Sırtımdaki çantayı sertçe masaya bırakırken kendim de sandalyeye yerleştim.

"Anlaşılan pek de iyi geçmeyen bir görüşme olmuş." Baekhyun suratını ekşiterek söylediğinde başımı arkaya sertçe attım.

"İyi geçmeyen görüşme demek ona bir iltifat olur. İğrençti. Korkunçtu." Dedikten sonra aniden doğruldum. "Kafayı yiyeceğim."

"Ret mi yedin?" Jongin sorduğunda başımı bu sefer de masaya vurdum. Hızımı alamayıp arka arkaya ritmik bir şekilde vurmaya da devam etmiştim. "Ya! Alnın zedelenip moraracak ve berbat görünecek."

"Görünsün. Hayatım berbatken alnım berbat olsa ne olacak." Söylenmem bitince Jongin elini alnım ile masanın arasına yerleştirdi.

"Bu zenginliğin içinde her gün itinayla hayatına söylenmesen olmuyor mu?
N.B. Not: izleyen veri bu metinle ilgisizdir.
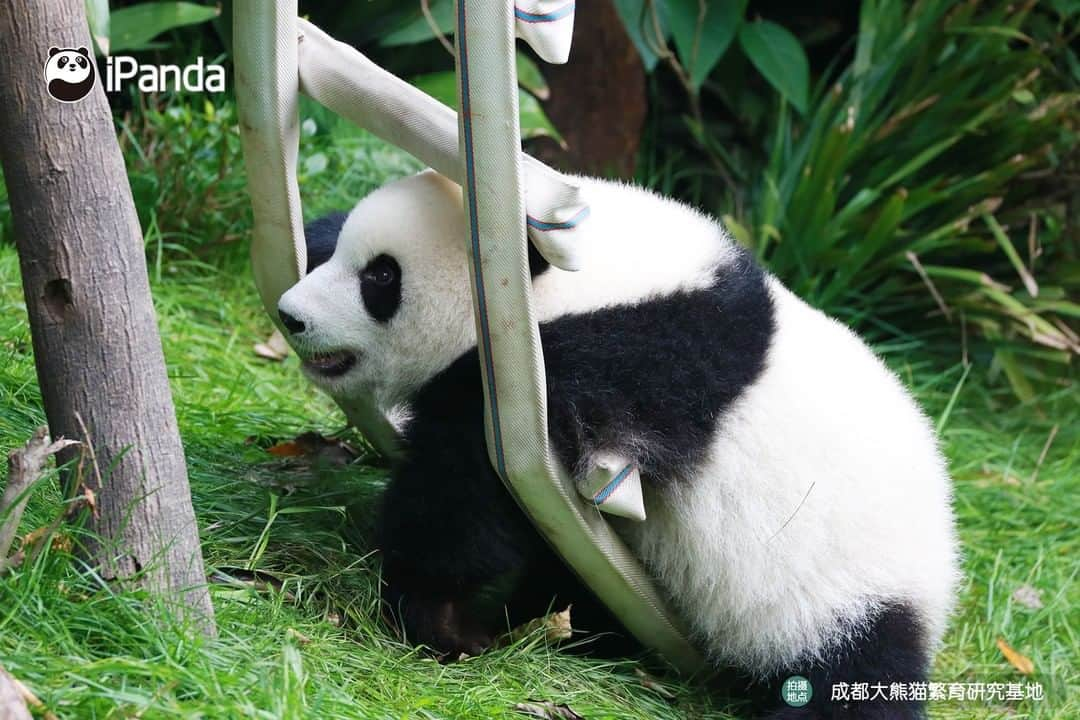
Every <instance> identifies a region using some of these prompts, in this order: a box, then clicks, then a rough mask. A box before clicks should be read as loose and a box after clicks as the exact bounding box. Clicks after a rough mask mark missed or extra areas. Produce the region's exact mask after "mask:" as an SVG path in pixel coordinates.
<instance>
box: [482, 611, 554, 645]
mask: <svg viewBox="0 0 1080 720" xmlns="http://www.w3.org/2000/svg"><path fill="white" fill-rule="evenodd" d="M571 607H572V606H566V610H563V611H561V612H553V613H551V614H550V615H544V616H543V617H535V619H534V620H530V621H529V622H527V623H525V624H524V625H518V626H517V627H515V628H514V629H512V630H510V633H509V634H507V635H505V636H503V638H502V639H503V642H499V643H497V644H511V643H514V642H517V641H518V640H521V639H523V638H527V637H529V636H530V635H534V634H535V633H537V631H540V630H543V637H544V639H545V640H546V641H548V642H558V641H559V640H569V639H570V638H571V637H572V636H573V627H572V626H571V625H570V608H571Z"/></svg>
Bazı kıskandığım yanların var da..." Baekhyun mırıldandığında gözlerimi uyuşuklukla ona çevirdim.

"Senin olabilir hepsi."

"O zaman akşam dışarıya çıkalım mı?" Jongin bana yanaşıp sırıtmıştı. "Paran ve tipin çok kişiyi çekiyor da..."

"Beni sadece kullanıyorsun."

"Çocukluğumdan beri düzenli olarak, evet." Jongin yeniden sırıtıp arkasına yaslandığında göz devirdim. Küçüklüğümüzden beri iyi arkadaştık. Beraber büyümüş, beraber hayatı öğrenmiş, beraber okumuştuk. Baekhyun her ne kadar aramıza lisede katılmış olsa da o da en yakın arkadaşlarımdandı. Genel olarak 3 yakın arkadaştık ama aslında ekibimiz biraz daha kalabalıktı. Onlarla genelde akşamları görüşebiliyorduk malum biz yüksek lisanstan dolayı gündüzleri biraz daha yoğunduk.

"Gelemem." Başımı sağa sola salladım. "Tezim için fazla vaktim yok. Kaynağım da sınırlı."

"Konun belli mi?" Baekhyun ilgiyle sorduğunda gözlerimi açıp kapayarak onu onayladım.

"Maalesef. Profesör kendisi belirlemiş." Yüzüme zoraki bir gülümseme ekledim. Sinir doluydu. "1200- 1250 dönemi eserlerini istiyor."

"Şaka yapıyorsun?" ikisi de şaşırmış ama ilk tepkiyi veren Jongin olmuştu.

"İsterdim. Ama yapmıyorum." Yüzümdeki umutsuz ifade onları ikna etmiş olmalı ki acımı paylaşır gibi ellerini bana yaklaştırdılar. Karşımdaki Baekhyun elimi tutarken yanımdaki Jongin omzumu sıvazlamıştı.

"Senin için iyi bir cenaze töreni yapacağımdan emin olabilirsin." Jongin omzumu biraz daha sıktı. "Limitsiz kartının şifresi neydi? Söyle de onunla yapayım müthiş cenaze törenini."

"Jongin iki dakika ciddi kalamaz mısın?" Baekhyun huysuzlandıktan sonra elimi okşadı.

"Ne yapmayı planlıyorsun peki?"

"Bilmiyorum. Bugünlük depresyondayım. Ne yapacağıma yarın karar vereceğim." Bugünkü planım sadece Nutella kavanozunu kucaklayıp televizyon izlemekti.

****

Sırtımdaki çantanın sapını biraz daha sıkı kavrayıp önümdeki görkemli, beyaz ve devasa camlı yapıya baktım. Kore'nin sahip olduğu tarihi ulusal eserleri korumakla görevli bir müzeydi. H&H Holding'in yönetimindeydi ve ülkedeki en nadide, en önemli eserlerin korunma noktasıydı. Bu yüzden ben de soluğu burada almıştım. O döneme ait eserleri burada da bulamazsam sanırım hiçbir yerde de bulamazdım.